REPUBLIKA.CO.ID, JAKARTA -- Faktor tekanan (stres) menjadi hal yang kerap terjadi, terutama di kata-kota besar. Menurut survei yang dilakukan oleh Zipjet pada 2017, Jakarta berada di peringkat 18 teratas kota paling stres dengan total skor 7,84. Tidak heran jika berbagai macam cara dilakukan masyarakat untuk menghadapi stres, salah satunya adalah mengonsumsi makanan atau minuman yang dianggap sebagai comfort food atau makanan nyaman.

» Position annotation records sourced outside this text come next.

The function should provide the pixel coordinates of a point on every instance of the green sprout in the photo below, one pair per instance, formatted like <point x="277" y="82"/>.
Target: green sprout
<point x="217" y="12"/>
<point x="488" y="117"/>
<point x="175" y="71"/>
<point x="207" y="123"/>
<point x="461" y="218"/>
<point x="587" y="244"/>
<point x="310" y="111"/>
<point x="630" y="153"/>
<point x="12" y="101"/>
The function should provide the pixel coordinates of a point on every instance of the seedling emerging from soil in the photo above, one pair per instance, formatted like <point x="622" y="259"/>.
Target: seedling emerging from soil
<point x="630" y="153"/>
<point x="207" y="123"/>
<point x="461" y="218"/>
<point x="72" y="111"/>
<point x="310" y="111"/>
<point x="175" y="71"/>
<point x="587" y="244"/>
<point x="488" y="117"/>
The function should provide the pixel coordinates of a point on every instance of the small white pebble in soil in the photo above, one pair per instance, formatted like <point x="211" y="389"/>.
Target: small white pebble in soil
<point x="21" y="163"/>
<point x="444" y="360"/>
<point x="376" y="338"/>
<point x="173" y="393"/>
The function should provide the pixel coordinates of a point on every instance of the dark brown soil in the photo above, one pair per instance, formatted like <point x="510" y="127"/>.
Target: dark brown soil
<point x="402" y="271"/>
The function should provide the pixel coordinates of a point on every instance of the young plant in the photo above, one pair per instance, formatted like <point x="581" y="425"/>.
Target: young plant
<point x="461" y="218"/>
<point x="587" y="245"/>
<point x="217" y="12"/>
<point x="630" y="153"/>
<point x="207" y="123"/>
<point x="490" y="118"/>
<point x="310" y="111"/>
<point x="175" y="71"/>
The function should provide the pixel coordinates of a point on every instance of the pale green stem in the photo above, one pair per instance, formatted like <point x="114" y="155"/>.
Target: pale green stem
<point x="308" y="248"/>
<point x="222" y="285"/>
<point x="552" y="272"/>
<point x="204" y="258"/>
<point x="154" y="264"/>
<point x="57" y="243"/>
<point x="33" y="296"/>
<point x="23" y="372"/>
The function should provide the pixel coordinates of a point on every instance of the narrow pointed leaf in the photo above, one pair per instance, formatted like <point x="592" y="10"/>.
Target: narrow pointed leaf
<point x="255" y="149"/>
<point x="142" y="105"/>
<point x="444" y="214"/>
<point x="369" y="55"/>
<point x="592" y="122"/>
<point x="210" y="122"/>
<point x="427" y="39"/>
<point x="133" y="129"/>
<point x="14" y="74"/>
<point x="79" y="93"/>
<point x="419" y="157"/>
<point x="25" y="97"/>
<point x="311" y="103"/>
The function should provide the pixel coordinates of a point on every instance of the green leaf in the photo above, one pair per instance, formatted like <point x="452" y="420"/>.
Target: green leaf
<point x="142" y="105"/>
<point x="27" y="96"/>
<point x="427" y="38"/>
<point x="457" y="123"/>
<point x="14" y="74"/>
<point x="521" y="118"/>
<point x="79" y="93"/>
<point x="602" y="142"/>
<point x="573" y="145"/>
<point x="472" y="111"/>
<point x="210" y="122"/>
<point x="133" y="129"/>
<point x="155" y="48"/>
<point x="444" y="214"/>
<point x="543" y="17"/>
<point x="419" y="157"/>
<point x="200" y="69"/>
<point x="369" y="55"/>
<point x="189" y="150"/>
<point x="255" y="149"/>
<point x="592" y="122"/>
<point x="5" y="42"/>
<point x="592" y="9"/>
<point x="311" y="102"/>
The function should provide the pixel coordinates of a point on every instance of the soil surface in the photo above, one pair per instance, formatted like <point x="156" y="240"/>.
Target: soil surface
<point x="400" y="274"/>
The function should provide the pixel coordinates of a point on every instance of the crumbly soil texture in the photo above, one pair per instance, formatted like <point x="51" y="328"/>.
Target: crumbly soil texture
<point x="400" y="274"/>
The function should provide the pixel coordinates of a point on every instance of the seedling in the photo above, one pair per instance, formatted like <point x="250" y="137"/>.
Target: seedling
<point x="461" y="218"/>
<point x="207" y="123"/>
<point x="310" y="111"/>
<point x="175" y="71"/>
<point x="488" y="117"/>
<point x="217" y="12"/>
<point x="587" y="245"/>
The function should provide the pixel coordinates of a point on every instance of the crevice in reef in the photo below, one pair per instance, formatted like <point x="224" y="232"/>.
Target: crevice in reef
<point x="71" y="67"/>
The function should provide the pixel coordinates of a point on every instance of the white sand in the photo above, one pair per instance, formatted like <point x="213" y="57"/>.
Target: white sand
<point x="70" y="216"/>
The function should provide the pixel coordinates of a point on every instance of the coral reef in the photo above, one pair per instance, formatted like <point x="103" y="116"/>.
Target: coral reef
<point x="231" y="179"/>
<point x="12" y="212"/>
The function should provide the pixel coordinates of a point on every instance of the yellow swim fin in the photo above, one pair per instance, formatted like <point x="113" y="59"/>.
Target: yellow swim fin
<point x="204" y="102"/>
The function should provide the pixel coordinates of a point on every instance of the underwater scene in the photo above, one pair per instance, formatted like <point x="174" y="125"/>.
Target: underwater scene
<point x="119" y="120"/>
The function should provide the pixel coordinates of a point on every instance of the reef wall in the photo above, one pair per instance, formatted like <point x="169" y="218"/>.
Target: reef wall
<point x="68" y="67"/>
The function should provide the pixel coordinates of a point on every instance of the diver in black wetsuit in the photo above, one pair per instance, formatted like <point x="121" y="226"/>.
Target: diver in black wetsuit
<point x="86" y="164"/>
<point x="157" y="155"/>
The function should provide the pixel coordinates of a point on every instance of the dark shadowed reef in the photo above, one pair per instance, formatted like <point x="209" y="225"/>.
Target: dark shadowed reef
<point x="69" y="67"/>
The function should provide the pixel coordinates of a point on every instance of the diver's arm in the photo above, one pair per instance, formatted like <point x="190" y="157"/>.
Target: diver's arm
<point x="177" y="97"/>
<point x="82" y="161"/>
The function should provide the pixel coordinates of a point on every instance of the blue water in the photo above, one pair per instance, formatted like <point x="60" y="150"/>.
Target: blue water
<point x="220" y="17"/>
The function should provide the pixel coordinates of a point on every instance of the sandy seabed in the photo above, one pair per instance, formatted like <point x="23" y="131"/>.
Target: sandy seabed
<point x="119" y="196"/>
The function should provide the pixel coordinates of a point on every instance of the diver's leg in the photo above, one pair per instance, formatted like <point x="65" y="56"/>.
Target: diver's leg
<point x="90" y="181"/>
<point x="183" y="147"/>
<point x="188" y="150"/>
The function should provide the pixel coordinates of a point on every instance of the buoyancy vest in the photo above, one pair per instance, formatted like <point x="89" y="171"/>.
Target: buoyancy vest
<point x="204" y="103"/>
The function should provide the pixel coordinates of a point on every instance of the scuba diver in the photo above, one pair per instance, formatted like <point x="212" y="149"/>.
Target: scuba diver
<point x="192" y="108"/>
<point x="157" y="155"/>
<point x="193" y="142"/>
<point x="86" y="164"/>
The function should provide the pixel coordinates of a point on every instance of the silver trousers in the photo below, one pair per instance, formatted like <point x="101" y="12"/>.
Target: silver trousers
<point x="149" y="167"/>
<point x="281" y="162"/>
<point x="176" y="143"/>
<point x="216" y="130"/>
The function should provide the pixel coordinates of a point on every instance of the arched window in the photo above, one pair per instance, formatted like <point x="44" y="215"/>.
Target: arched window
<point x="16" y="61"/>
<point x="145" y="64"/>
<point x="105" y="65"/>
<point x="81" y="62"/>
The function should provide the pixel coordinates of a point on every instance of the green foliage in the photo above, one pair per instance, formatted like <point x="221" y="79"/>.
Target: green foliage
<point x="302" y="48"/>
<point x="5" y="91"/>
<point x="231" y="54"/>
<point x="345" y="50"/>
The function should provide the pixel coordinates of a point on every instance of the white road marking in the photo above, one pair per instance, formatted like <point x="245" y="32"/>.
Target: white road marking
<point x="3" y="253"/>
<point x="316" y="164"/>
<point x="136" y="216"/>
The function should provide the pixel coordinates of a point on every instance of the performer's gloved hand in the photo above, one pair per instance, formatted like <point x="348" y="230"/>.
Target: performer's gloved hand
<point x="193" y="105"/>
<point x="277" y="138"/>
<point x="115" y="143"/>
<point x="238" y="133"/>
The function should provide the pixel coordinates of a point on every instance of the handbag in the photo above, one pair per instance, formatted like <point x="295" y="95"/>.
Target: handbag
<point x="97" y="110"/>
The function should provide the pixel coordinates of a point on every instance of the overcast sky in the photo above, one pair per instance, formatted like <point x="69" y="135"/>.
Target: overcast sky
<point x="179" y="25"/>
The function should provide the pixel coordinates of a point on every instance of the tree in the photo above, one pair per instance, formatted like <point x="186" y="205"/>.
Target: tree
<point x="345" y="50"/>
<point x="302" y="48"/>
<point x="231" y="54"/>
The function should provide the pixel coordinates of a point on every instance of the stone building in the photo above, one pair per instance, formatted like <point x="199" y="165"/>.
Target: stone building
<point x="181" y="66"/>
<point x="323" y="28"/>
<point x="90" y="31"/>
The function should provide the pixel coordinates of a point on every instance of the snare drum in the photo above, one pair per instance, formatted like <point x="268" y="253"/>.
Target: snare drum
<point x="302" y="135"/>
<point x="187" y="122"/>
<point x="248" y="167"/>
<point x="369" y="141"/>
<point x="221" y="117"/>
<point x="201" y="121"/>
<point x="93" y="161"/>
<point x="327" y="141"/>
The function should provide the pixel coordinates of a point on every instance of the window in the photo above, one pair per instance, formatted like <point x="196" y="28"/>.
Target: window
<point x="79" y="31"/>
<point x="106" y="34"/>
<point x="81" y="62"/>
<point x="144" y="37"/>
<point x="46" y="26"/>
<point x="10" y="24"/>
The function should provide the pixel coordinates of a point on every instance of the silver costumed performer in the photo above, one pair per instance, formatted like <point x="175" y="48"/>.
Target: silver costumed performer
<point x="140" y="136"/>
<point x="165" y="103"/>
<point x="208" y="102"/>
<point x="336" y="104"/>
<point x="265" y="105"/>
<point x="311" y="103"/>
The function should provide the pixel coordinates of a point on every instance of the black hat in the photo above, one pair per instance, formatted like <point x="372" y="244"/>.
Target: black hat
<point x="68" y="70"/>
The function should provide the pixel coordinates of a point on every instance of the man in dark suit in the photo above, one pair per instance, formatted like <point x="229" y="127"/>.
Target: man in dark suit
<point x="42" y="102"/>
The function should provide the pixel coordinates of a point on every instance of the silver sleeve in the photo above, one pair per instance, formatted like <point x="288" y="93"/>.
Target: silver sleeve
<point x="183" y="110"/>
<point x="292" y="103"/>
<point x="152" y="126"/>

Tanpa disadari, kebiasaan tersebut dapat memicu emotional eating (makan emosional) yang jika tidak dikendalikan dapat meningkatkan asupan gula garam lemak (GGL) yang mampu memicu penyakit tidak menular. Tara de Thouars, BA, M.Psi, psikolog yang kerap menangani kasus emotional eating, mengungkapkan, faktor psikologis dan fisiologis memengaruhi apa yang dikonsumsi dan menentukan hubungan yang dimiliki antara makanan dan emosi.
"Kita membutuhkan makanan untuk bertahan hidup, tetapi ada makanan tertentu yang kita konsumsi dalam kondisi spesifik. Dalam kondisi ini, seseorang biasanya menginginkan makanan berkalori tinggi dengan nilai gizi yang minim," kata Tara di Jakarta, beberapa waktu lalu.
Jenis makanan nyaman yang dipilih bisa seperti es krim, kue, cokelat, kentang goreng atau piza. Berdasarkan data dari American Psychological Association, 38 persen orang dewasa mengaku bahwa saat mereka mengonsumsi makanan tidak sehat secara berlebihan karena munculnya stres, separuhnya merasa menyesal kemudian.
Emotional eating memiliki beberapa tanda yang bisa dikenali. Seperti secara tiba-tiba muncul keinginan makan makanan yang spesifik, atau cenderung makan lebih dari biasanya tapi setelahnya merasa bersalah.
Makan emosional adalah ketika Anda menggunakan makanan sebagai cara untuk mengatasi emosi Anda, bukan makan karena Anda lapar. Makan emosional biasanya dihubungkan dengan perasaan negatif, seperti saat Anda sedang merasa kesepian, sedih, gelisah, takut, marah, bosan, atau stres.
Maria Dewantini Dwianto selaku Head of Corporate Communications PT Unilever Indonesia, Tbk menjelaskan, Unilever Indonesia memahami adanya fenomena emotional eating. Sebagai bagian dari komitmen untuk membantu meningkatkan kesehatan dan kesejahteraan masyarakat, Unilever mengambil tema Emotional Eating, Waspadai Asupan Gula, Garam, Lemak (GGL) dalam Jakarta Food Editor's Club (JFEC) kali ini.
"Melalui produk kami juga selalu melakukan inovasi, seperti rendah gula, lemak dan garam," katanya.